Friday, March 25, 2016

Batman V Superman : Dawn of Justice

Rating : 6/10
Release Date : 25th March, 2016
Time : 151 minutes
Director : Zack Snyder; Writers : Chris Terrio, David S Goyer based on characters created by Bob Kane / Bill Finger (Batman) and Jerry Siegel / Joey Shuster (Superman); Music : Hans Zimmer, Junkie XL
Starring : Ben Affleck, Henry Cavill, Amy Adams, Gal Gadot, Jesse Eisenberg, Laurence Fishburne, Holly Hunter, Jeremy Irons, Diane Lane. Scoot McNairy, Callan Mulvey

Everyone is very angry in this film – for reasons known or unknown

The people of Gotham are not sure they want the Batman (Ben Affleck) patrolling the streets anymore.
The people of Metropolis are very sure they don’t want Superman (Henry Cavill) to be running amok – especially after an incident in Africa, which results in a lot of collateral damage and inspires a Senate hearing, led by Holly Hunter.

For some reason, Batman is furious at Superman – ostensibly for having led the aliens to Earth. For reasons even harder to decipher, Superman / Clark Kent is angry at Batman and warns him to stop answering calls from citizens for help. And finally, Lex Luthor (Jesse Eisenberg) is angry at everyone and on his own trip – here, we aren’t even given any reasons as to why a billionaire, owner of a vast business empire – is so obsessed with Superman and Batman.

The only one who wears a smile for most of the film, is the mysterious Gal Gadot – who has a knack for turning up at the right place at the right time – and is as keen on examining Lex Luthor as Ben Affleck is…but what’s her secret ?

It’s all very dark, very grim and very angry. The action is good, the film moves along at a good pace, Batman in particular, has a few new tricks up his sleeve, but nothing awe-inspiring overall, nothing which really stays with you. I found Henry Cavill to be very serious, too somber in his portrayal of the Man of Steel - had the same issue in his earlier film too. And the same applied to Affleck’s Batman – was just simmering with too much rage to be caring enough about his city’s citizens.

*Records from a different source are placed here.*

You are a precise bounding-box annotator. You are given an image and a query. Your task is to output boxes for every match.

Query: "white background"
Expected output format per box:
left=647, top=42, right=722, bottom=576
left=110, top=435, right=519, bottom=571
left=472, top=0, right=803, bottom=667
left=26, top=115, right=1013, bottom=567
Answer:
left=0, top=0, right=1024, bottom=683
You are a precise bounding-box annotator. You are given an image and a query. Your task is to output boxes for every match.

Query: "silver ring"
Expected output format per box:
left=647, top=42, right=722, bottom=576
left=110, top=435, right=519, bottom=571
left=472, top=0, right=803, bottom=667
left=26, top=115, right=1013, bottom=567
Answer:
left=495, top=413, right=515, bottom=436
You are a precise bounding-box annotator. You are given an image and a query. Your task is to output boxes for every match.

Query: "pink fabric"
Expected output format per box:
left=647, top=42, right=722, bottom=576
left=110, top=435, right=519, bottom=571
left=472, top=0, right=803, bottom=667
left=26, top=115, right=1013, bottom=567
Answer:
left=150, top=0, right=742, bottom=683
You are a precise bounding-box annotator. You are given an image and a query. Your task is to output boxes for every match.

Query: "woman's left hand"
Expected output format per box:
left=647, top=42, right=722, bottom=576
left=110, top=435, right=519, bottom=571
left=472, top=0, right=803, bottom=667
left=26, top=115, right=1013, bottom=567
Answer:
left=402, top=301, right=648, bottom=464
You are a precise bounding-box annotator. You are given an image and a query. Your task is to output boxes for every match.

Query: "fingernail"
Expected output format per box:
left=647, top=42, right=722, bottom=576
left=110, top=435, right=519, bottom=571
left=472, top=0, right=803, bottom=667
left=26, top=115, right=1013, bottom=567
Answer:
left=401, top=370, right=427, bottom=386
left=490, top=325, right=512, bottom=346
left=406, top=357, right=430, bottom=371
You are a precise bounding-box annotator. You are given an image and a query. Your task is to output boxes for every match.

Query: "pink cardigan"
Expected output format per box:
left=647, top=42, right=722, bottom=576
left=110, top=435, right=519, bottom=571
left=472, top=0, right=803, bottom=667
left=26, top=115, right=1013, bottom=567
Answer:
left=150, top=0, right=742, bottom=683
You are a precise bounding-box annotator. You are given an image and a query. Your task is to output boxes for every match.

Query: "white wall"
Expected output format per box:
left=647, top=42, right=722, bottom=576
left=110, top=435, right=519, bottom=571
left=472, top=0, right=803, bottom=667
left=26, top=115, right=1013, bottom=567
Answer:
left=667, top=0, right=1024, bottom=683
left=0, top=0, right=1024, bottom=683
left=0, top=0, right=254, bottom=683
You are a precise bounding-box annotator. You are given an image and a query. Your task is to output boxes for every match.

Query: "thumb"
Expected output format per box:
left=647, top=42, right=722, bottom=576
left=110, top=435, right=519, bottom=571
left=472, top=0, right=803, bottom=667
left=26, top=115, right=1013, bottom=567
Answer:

This film smacked of DC Comics making a full-on attempt to catch up with the success of Marvel Comics. Even copying part of their formulae, trying to bring their marquee characters together. As kids, one of the aspects that intrigued us about these super-heroes was how they would square off against each other. Batman Vs Superman takes that thought quite literally, and if you take aside the heavy-duty special effects, comes across as quite kiddish on the whole.

Rocky Handsome

Rating : 5 /10
Release Date : 25th March, 2016
Time : 126 minutes
Director : Nishikant Kamat; Co-Writer : Ritesh Shah, based on the Korean film ‘The Man From Nowhere’; Music : Various
Starring : John Abraham, Nishikant Kamat, Diya Chalwad, Kazu Patrick Tang, Sharad Kelkar, Nathalia Kaur, Shruti Haasan

Some great action – mostly fist and knife fights – and an unflinching performance by John Abraham in the title role, cannot paper over the cracks in the storyline / the predictability of it all. There is nothing you haven’t already seen – drugs, women, child kidnapping and organ trafficking – it’s only just gorier…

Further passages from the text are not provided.